Exception serialization was changed. Previously, if contacting a node that was not the leader we would send a 503 with an empty response; otherwise, we would throw a FeignException with the underlying cause and stack trace as a string. We now serialize NotCurrentLeaderException and the new BlockingTimeoutException in a manner compatible with the Palantir [http-remoting library](https://github.com/palantir/http-remoting/), and throw an AtlasDbRemoteException including serialized information about said exception.

This also means that receiving a 503 does not necessarily mean that one is not talking to the leader; one should interpret the message body of the HTTP response to see what caused said 503. We believe this is a positive change, as services may be unavailable for reasons other than not being the leader.

#### Fairness and Starvation

Lock requests were previously fair - that is, if thread A blocks on acquiring the LockServerSync for a given lock before thread B, then under normal circumstances (barring exceptions, interruption or leader election), A would acquire the lock before B. While this is still true at the thread synchronization level, it no longer necessarily holds at the application layer, since it is possible that A would timeout and be interrupted, the lock would become available and then B would grab it before A. As a consequence of this, starvation becomes possible.
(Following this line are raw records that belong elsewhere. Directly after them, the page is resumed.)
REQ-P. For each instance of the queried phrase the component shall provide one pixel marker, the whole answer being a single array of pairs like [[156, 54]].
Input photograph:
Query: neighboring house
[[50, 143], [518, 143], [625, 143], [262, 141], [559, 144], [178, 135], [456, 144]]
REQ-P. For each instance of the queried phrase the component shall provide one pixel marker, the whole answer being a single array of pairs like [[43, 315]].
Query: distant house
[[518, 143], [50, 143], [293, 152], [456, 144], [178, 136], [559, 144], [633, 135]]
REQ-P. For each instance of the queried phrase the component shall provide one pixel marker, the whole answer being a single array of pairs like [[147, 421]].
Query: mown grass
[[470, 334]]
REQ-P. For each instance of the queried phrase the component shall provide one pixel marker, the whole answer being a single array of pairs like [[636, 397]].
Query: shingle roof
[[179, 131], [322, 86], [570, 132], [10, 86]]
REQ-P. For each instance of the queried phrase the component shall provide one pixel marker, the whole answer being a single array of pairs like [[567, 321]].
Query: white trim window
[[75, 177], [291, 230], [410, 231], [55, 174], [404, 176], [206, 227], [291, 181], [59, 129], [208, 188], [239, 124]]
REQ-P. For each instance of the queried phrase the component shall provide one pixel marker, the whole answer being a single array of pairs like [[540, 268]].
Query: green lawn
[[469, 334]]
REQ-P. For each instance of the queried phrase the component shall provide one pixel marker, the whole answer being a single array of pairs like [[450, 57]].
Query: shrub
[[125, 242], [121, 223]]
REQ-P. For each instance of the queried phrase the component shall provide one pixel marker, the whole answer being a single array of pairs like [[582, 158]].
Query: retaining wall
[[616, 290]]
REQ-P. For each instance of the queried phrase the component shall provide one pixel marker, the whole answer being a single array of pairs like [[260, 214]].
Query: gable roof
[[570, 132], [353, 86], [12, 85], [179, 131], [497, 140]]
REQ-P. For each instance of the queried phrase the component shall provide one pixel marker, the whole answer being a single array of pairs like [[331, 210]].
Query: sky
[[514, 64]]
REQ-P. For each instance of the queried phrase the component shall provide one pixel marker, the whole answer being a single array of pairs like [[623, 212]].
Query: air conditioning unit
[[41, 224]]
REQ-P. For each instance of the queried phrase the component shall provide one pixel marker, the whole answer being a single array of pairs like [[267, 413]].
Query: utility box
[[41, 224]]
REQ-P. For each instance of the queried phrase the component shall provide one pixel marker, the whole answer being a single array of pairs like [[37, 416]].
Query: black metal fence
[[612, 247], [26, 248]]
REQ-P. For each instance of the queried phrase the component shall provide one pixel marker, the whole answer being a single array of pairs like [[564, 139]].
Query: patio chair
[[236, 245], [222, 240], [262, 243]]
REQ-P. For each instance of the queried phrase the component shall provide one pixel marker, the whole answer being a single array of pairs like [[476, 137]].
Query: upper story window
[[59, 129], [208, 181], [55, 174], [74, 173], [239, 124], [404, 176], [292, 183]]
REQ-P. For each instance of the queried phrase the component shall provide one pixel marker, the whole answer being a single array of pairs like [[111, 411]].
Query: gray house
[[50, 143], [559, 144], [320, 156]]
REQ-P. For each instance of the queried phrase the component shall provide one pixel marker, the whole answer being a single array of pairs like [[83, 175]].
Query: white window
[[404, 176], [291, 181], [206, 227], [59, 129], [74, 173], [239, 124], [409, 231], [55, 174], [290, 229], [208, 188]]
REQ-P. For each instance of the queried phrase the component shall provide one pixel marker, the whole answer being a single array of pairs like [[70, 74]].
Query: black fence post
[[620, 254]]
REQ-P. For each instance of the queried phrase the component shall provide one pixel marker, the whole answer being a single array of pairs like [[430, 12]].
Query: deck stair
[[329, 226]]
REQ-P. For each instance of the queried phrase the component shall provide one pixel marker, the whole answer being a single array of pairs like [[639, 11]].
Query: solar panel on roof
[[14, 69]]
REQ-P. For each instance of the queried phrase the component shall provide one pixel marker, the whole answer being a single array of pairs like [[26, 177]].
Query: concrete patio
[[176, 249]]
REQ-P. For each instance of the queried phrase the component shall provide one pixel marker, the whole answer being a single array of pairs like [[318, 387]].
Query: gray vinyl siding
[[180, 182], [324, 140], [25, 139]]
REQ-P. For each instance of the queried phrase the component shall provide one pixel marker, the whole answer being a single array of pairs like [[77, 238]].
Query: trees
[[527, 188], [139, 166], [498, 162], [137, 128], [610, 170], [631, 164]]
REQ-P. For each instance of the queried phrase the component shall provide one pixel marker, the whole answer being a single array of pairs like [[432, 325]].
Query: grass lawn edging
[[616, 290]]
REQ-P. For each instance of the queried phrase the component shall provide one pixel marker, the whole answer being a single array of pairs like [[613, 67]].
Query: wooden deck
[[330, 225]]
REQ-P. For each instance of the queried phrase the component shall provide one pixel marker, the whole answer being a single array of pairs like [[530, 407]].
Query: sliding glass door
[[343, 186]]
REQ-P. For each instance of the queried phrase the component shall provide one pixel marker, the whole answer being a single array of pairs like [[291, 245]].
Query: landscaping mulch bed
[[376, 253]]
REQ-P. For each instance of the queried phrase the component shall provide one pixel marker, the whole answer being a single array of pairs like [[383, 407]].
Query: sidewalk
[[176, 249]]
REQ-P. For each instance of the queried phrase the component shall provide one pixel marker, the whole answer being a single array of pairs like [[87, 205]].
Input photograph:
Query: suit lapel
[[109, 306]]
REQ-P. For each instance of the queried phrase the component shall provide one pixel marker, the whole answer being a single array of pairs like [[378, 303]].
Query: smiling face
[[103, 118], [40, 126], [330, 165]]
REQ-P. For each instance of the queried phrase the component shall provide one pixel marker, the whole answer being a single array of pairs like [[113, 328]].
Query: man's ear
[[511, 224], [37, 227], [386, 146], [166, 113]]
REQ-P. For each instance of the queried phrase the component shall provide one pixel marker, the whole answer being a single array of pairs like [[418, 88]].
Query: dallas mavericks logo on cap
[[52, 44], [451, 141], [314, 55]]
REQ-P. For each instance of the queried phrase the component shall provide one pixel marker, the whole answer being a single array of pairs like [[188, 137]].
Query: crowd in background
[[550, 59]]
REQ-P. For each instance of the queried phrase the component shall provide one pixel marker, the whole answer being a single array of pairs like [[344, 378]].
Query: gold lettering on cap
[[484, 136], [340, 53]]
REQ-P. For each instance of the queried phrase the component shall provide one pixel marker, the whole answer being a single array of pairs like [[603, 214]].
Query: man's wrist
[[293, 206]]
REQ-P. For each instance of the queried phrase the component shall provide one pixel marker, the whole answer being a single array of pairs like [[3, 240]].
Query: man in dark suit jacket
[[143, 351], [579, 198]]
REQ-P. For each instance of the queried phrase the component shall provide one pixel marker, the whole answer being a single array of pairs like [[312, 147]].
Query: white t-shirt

We believe this is acceptable, as lock requests remain fair as long as none of them blocks for longer than the idle timeout, and blocking for longer than the idle timeout is considered unexpected. Furthermore, under previous behaviour with HTTP/2, the lock request for A would never succeed as far as the client was concerned, owing to the retry problems flagged in [issue #1680](https://github.com/palantir/atlasdb/issues/1680). If clients not using HTTP/2 wish to avoid this behaviour, they need not use this feature at all (it is configurable).

#### Configuration

TimeLock has an additional configuration parameter, though this is non-breaking as we provide a sensible default.